Despertó con la molestia del sol en su rostro, calentándole los ojos. Se removió en la cama, incómoda, y se cubrió con un brazo los ojos. Ya escuchaba el rumor de sus hermanas peleando en la cocina, y cómo no, la batidora encendida preparando una batida de mango. Con la almohada se cubrió la cabeza, esperando mitigar el ruido. Ya sentía los pasos alrededor de su cuarto, propios de la casa que despertaba y empezaba las faenas de fin de semana. Los domingos eran su único día sin clases ni deberes y quería aprovecharlos al máximo. Durmiendo. Aprovechar sus horas de sueño al máximo.
Escuchó lejana la voz de su madre que la llamaba para desayunar y fingió seguir dormida. Dentro de poco haría demasiado calor y tendría que levantarse definitivamente, por las malas, para tomarse un baño con agua fresca que la terminara de despertar.
Quizás le quedaban cinco minutos más antes de que su padre le tocara la puerta. Solía decirle, cada domingo, que a los perezosos Dios nos los ayudaba, porque no ponían de su parte. Así que si pasaba de las diez, su padre cariñoso, tocaba un par de veces con sus nudillos la puerta y comentaba: "¿Le dejarás a Dios todo el trabajo, o te vas a levantar?"
El chiste funcionaba como la llamada definitiva que la hacía estirarse como un perro o una pose de yoga. Sacudía la cabeza y terminaba de abrir la ventana para saludar al sol.
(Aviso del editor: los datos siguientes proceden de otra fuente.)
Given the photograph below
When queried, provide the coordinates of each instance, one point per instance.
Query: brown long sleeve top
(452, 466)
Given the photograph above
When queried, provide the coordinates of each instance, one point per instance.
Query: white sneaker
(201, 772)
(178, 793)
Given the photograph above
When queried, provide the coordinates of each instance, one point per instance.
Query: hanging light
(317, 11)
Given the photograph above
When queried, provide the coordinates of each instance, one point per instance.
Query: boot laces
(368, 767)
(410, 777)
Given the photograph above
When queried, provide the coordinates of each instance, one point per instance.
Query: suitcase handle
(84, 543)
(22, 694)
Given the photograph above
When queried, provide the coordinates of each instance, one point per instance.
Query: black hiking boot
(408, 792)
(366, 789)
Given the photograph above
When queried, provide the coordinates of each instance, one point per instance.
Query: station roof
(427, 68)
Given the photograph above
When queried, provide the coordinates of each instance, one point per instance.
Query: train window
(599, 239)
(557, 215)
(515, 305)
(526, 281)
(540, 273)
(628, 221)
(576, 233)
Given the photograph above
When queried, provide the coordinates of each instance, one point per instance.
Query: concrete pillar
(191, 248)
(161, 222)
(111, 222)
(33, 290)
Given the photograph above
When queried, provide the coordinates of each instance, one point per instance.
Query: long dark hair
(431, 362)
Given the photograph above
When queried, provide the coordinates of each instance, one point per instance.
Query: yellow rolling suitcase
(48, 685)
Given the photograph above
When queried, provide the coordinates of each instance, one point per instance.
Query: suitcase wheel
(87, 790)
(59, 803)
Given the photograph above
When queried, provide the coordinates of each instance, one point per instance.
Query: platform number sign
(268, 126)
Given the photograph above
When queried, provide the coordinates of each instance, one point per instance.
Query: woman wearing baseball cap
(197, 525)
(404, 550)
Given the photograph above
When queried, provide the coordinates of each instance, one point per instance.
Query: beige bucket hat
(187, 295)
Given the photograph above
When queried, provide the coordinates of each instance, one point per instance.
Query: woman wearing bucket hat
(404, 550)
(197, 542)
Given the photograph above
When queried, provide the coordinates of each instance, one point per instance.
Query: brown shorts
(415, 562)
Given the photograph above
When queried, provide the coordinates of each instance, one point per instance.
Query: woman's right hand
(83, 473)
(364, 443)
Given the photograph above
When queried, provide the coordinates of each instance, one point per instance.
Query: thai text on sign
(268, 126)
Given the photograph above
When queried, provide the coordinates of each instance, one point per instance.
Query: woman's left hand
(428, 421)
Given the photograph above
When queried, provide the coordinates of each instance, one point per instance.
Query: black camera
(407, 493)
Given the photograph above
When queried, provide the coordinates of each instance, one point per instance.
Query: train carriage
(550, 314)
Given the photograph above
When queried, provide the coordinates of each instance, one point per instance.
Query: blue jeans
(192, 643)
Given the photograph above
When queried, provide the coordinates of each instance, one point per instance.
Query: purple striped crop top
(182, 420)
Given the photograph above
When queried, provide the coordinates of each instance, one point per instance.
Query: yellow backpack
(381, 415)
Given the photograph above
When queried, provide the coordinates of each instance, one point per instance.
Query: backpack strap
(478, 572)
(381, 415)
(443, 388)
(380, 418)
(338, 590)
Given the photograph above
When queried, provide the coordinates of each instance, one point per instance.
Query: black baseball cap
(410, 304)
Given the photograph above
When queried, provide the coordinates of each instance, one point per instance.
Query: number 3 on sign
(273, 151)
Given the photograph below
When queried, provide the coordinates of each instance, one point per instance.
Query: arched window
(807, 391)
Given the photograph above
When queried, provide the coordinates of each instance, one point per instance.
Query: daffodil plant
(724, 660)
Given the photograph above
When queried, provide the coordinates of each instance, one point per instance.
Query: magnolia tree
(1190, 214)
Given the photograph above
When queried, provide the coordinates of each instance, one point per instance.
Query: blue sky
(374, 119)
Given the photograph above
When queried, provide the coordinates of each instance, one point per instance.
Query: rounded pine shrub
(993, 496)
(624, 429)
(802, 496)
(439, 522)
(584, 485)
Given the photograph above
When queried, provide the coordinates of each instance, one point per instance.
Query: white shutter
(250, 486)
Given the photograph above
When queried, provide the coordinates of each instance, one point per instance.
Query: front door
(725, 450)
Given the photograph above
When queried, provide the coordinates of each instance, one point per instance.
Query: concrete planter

Por éso cuando sintió la voz de su madre en la distancia, no se levantó. Con la cabeza bajo la almohada, se quedó esperando los nudillos de su padre contra la puerta. Pero el calor aumentaba y no tocaban.
Se giró al otro lado de la cama y se quitó la sábana de encima. Cerró los ojos un poco más despierta y volvió a esperar los nudillos. No llegaron. Solo se escuchaba el rumor de la vida que crecía alrededor de su cuarto.
Se quitó la almohada de encima y se quedó sentada en la cama. El sol volvía a darle en la cara. Pero esta vez no salía de la ventana de su cuarto, sino que se colaba de un agujero en el techo de su carpa. Su cama no era su cama, sino un lecho; y su sábana era un trozo de tela cualquiera que le cubría a medias el cuerpo. El rumor seguiría creciendo, propio del campo de refugiados en el que estaba viviendo.
El agua que terminaba de despertarla sería un lujo y el desayuno, sería quizás posible, gracias al esfuerzo de su madre discutiendo afuera. Ahora se encontraba en un mundo diferente que no recordaba cuando estaba dormida. Un mundo en el cual, los nudillos en su puerta y la batidora encendida, ya no se escucharían.